Mrs. Bush: “I don’t know if they care about Iraq… but I DO know they care about September 11th! And all the terrible things that happened on that day! And they know that they’re doing the right thing. And their children too. Dying, dying, dying for September 11th – that’s what they care about. That, and (suddenly remembering she’s sitting next to the most powerful man on earth… she gets a naughty tingle…) and freedom! They love freedom!”

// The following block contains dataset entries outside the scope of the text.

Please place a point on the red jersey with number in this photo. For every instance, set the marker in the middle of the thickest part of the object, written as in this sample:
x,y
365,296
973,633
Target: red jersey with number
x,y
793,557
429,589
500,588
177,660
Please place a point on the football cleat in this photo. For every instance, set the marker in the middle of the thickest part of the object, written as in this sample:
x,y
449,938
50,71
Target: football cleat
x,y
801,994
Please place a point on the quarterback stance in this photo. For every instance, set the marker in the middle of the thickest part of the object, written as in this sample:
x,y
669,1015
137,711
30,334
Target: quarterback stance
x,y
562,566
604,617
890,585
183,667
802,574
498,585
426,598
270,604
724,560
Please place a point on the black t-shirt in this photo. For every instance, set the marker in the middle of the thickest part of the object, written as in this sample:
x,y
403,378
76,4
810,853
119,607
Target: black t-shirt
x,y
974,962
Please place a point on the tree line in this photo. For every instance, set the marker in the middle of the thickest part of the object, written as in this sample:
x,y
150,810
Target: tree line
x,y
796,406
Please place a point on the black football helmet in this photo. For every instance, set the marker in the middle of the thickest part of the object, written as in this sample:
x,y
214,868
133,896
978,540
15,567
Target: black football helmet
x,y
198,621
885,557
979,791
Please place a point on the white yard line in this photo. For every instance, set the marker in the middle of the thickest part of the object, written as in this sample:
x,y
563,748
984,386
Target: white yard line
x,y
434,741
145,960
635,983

Stunned into silence by all the tingly feelings she herself gets when September 11th and Iraq and freedom all fit together in the same sentence, Barbara smiles. She thanks her new friends and her audience (“I’m so happy to see you all again,” she says straight into the camera. Hey! Just what can she see? Is this a magic camera?) and brings another great hour of journalism to a close.
Time to take down the lights and put the chairs back where they belong. Time to roll up the cables and pack away the equipment and the protests of the young script girl who is nearly apoplectic at what she has heard the 43rd president of the United States of America get away with. Time for three sleepyheads to bid each other a fond farewell, promising to do it again real, real soon.
“Next time,” says new best friend Barbara, “next time we’ll play Barbies!”
“Oh,” says the confused leader of the greatest nation on earth, “I thought we already were.”